Advogado, Ruan Passos encontrou no teatro uma nova carreira; peça caiu no gosto das crianças

  • Thais Borges

Publicado em 14/07/2024 às 05:00:00
Ruan Passos (à esquerda) e Leonardo Lacerda, que interpreta João. Crédito: Divulgação

Assim que as cortinas do teatro se fecham, ao final de mais uma apresentação do espetáculo Saudades, João, o ator, dramaturgo e advogado Ruan Passos, 34, anos, sabe que vai encontrar uma fila de crianças ansiando por uma foto com ele e o restante do elenco. Tem sido assim há dois anos, desde a estreia em Salvador.
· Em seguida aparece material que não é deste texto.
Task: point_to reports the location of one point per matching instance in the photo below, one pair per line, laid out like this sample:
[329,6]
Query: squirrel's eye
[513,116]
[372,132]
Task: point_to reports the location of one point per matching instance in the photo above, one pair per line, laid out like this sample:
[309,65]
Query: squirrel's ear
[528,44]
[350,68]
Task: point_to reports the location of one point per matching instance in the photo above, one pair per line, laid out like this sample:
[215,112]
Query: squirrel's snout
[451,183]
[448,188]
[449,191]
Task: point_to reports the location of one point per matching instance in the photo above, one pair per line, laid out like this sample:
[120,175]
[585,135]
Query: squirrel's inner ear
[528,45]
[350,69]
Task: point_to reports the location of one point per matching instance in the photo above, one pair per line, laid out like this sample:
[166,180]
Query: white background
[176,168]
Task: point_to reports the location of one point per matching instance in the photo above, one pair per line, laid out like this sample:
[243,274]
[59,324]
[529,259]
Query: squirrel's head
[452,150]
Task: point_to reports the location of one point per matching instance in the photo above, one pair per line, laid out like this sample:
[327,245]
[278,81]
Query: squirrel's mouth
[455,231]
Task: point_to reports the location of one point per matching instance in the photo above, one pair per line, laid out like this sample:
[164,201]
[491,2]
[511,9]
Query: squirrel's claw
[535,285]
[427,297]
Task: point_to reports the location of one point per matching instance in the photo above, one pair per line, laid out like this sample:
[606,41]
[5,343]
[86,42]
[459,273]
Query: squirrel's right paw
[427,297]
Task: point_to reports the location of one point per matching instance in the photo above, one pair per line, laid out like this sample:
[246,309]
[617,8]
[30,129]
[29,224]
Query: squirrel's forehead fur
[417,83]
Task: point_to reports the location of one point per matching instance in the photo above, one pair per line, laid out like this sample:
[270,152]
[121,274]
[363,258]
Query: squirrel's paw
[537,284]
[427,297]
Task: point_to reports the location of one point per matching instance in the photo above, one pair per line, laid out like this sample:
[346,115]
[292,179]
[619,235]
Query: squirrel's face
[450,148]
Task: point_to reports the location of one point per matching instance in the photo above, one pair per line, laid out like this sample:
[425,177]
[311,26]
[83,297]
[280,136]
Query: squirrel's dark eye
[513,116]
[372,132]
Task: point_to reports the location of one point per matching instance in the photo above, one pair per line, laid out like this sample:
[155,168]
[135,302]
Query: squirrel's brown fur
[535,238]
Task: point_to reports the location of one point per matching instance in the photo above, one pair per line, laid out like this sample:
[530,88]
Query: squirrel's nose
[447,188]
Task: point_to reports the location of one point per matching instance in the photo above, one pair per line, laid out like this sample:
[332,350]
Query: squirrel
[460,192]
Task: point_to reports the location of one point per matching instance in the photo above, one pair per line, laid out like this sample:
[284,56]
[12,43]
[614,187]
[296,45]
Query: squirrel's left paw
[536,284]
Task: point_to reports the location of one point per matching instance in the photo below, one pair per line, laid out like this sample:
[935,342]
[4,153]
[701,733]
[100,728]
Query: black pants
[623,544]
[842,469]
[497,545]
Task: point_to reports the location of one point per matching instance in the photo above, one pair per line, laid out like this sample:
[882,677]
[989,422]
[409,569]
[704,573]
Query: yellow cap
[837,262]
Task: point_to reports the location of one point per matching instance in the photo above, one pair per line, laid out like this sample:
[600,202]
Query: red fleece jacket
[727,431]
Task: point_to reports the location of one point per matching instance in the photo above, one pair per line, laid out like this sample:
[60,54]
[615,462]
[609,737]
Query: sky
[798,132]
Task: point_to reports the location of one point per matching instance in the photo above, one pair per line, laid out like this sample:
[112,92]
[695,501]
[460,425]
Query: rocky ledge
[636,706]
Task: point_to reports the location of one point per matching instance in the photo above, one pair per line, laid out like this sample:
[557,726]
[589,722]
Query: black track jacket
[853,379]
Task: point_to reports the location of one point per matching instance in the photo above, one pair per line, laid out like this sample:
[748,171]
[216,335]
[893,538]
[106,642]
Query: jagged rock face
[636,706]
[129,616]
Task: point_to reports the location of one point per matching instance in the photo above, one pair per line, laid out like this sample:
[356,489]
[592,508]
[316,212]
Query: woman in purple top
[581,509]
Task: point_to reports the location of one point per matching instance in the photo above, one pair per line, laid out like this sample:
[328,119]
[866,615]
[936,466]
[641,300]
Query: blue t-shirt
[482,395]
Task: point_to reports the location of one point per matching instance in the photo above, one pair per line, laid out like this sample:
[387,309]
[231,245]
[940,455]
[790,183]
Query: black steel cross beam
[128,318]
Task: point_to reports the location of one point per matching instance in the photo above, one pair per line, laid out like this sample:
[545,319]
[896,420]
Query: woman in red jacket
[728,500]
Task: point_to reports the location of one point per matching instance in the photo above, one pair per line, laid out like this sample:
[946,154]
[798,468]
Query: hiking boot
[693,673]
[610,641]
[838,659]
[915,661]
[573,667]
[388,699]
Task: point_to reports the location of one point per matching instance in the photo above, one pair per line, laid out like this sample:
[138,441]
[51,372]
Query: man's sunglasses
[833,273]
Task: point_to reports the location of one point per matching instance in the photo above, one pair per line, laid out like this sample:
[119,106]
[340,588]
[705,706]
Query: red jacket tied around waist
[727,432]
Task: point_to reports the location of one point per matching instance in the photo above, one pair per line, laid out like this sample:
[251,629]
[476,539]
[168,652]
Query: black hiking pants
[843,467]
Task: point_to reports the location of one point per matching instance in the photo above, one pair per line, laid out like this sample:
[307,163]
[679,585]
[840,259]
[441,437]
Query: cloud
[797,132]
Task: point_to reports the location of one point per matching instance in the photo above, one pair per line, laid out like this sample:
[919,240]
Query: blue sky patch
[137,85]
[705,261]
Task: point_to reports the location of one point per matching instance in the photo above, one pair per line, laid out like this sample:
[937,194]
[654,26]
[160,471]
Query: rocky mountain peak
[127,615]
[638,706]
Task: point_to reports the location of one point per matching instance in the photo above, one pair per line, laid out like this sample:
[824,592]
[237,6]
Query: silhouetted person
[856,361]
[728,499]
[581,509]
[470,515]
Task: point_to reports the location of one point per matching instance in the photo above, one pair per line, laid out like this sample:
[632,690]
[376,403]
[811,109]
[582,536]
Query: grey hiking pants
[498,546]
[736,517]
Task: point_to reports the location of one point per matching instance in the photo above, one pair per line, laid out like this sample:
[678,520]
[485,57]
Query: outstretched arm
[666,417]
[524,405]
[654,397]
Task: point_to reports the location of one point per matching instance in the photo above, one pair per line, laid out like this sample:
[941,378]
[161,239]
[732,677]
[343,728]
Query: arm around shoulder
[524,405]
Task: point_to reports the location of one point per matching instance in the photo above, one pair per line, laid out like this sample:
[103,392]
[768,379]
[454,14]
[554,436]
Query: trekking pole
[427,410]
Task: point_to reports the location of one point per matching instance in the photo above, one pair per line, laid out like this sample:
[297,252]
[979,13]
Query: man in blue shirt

De lá para cá, mais de sete mil pessoas já assistiram a peça, que fica em cartaz até o dia 28 deste mês, sempre aos domingos, no Teatro Módulo. No ano passado, Saudades, João foi indicado ao Prêmio Braskem de Teatro na categoria espetáculo infantojuvenil.

Mente criativa por trás da produção, Ruan se define como um contador de histórias. Desse jeito, consegue reunir todos os trabalhos - só em Saudades, João, por exemplo, atua como roteirista, ator e produtor. Além disso, também faz stand-up, escreveu quatro livros e ainda mantém um trabalho não tão artístico, como servidor do Instituto Brasileiro de Geografia e Estatística (IBGE).

"O que eu gosto é de contar histórias, então, para cada momento, uso uma linguagem diferente", diz. Limitar um artista a uma única caixinha, explica, é algo que não lhe agrada. "Não preciso escolher uma porta só. Tem tantas portas. Quero poder entrar em uma caixinha, sair e entrar em outra caixinha. Porque ser artista é isso: estar ali em evolução", acrescenta.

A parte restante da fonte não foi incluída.